The trade-off space is nontrivial: reducing solver profits below break-even eliminates attack incentives, but may also make participation uncompetitive versus alternative yield opportunities.

Theoretical and Practical Implications

The research upends the expectation that economic safety in DeFi protocols can be achieved solely via algorithmic or smart contract design. Instead, security for intent-based cross-chain systems is shown to be highly contingent on exogenous factors: demand patterns, liquidity provisioning discipline, and the strategic conduct of both users and solvers. Notably, high solver profitability and market concentration emerge as primary risk drivers; mere technical soundness cannot close this exposure.

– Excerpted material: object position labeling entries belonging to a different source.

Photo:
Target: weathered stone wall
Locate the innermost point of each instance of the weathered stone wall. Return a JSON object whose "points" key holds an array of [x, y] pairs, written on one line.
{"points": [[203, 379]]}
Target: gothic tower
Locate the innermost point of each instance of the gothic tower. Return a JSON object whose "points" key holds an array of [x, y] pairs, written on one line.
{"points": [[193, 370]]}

Future protocol evolution in the field must explicitly treat liquidity and capital management as first-class security parameters, with comprehensive monitoring, risk accounting, and possibly, adaptive circuit-breaker mechanisms. If these findings generalize, the work strongly motivates integration of liquidity-aware mechanisms into intents standardization efforts and bridging protocol economics.

Conclusion

The paper delivers a data-driven, mechanistic demonstration that liquidity exhaustion is a material and tractable threat to intent-based bridges. Empirical simulations and attack modeling reveal that under plausible parameterizations and market dynamics, sophisticated agents can induce liveness failures or extract profit at the expense of honest solvers and end-users. Critically, the attack surface emerges from operational and economic structure, not smart contract bugs, and can only be addressed through systemic changes in protocol design or incentive calibration. As intent-based models proliferate in cross-chain DeFi, explicit consideration of these liquidity exhaustion risks is necessary to sustain secure, reliable, and decentralized interoperability.